Brandon Watson, food editor of Austin Chronicle
I'm not sure the 2016 Austin dining scene really has the capacity to surprise. It's no surprise that there was a contraction in the dining scene this year, with less openings and more closings. It's no surprise that many upscale concepts are having trouble filling seats. It's no surprise that the food media scene seems bloated and uninspired this year or that restaurateurs are playing it exceedingly safe on menus or that we are losing some of our talent to more inspiring and affordable cities. I guess the only surprise is that this didn't happen in 2015.
Tom Thornton, freelance food writer and contributor at Eater Austin
Perhaps it isn't a surprise, but it was interesting to see restaurant concepts lean safe this year by and large after a number of high-end shutters of more eclectic spots like Gardner and LaV.

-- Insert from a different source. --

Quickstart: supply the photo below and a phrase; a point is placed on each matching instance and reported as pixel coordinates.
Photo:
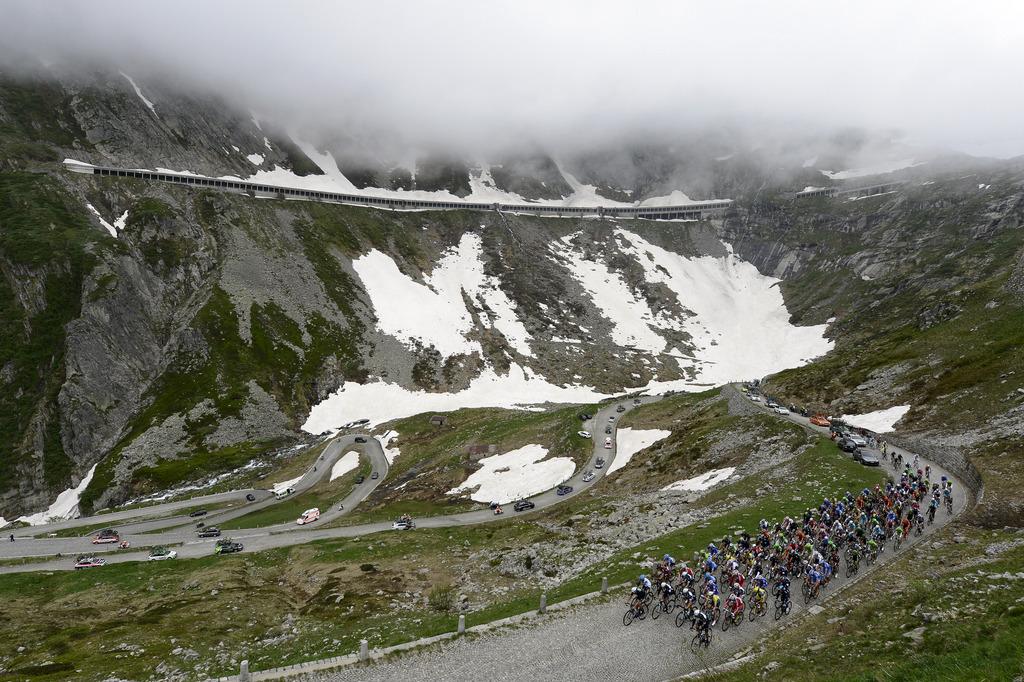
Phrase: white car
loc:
(162, 554)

Patricia Sharpe, executive editor and food writer for Texas Monthly
That Hudson’s on the Bend came back! It was at the pinnacle of Austin dining in the eighties. It might well be in the top tier again.
Jane Ko, blogger at A Taste of Koko
Taqueria La Esperanza (3612 South Congress) — this tiny trailer parked off of South Congress serves up the best barbacoa gorditas.

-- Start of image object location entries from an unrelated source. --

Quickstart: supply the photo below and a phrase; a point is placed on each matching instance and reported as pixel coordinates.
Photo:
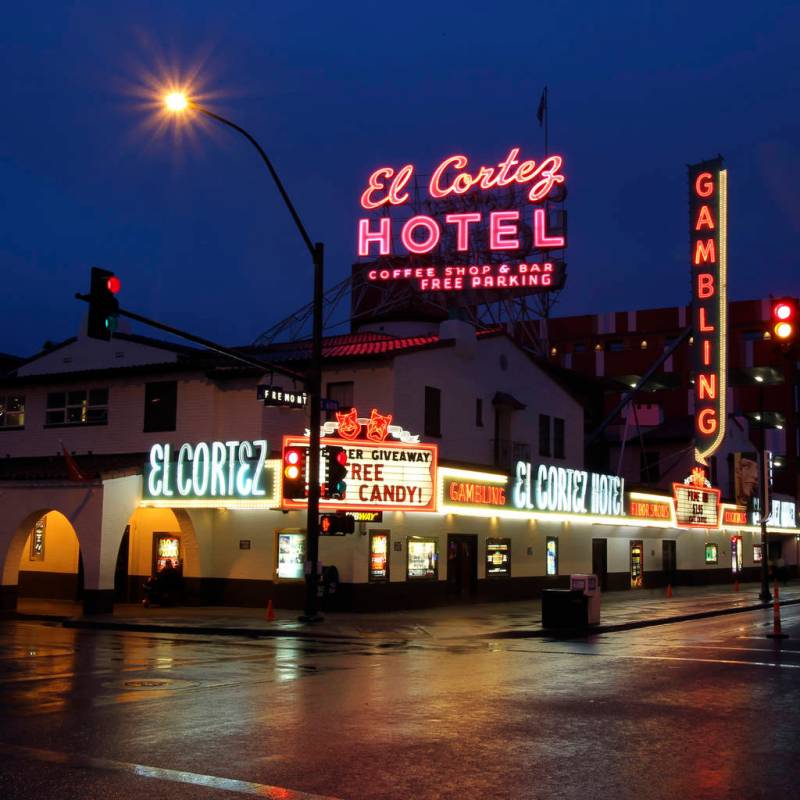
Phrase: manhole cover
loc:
(144, 684)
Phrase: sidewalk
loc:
(620, 611)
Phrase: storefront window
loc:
(423, 559)
(291, 556)
(498, 558)
(379, 556)
(552, 555)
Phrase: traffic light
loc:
(784, 320)
(294, 472)
(332, 524)
(335, 472)
(103, 305)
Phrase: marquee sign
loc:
(697, 503)
(471, 228)
(384, 476)
(708, 221)
(572, 491)
(213, 472)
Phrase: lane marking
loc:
(159, 773)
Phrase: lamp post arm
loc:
(265, 158)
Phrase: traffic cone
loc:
(777, 633)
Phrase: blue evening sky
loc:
(197, 232)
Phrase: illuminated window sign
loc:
(651, 509)
(485, 227)
(734, 516)
(218, 470)
(291, 556)
(379, 556)
(389, 476)
(498, 558)
(572, 491)
(551, 554)
(708, 221)
(423, 559)
(697, 504)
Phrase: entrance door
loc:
(668, 560)
(736, 554)
(600, 562)
(637, 565)
(121, 570)
(462, 566)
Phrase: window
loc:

Melody Fury, freelance food writer, blogger at Gourmet Fury, and contributor at Eater Austin
Seeing the trend of restaurants relaunching with completely new concepts, some without much notice, including: Gardner to Chicon, Eastside Showroom to Ah Sing Den, Mettle to Ophelia to Trackside, Olivia to Lucy’s Fried Chicken, and Qui revamping as Kuneho.
Jolène M. Bouchon, critic for Austin Monthly
The number of closures. The market's really saturated and rents are nuts, so some of that was inevitable. But 2016 seemed to see more than its fair share of restaurant shutters.
Nadia Chaudhury, editor of Eater Austin
That people really crave the familiar and comfort, so much so that there aren’t as many fine(r) dining establishments in Austin anymore. And the mega-popularity of the Domain Northside and Rock Rose district for restaurants, bars, and customers.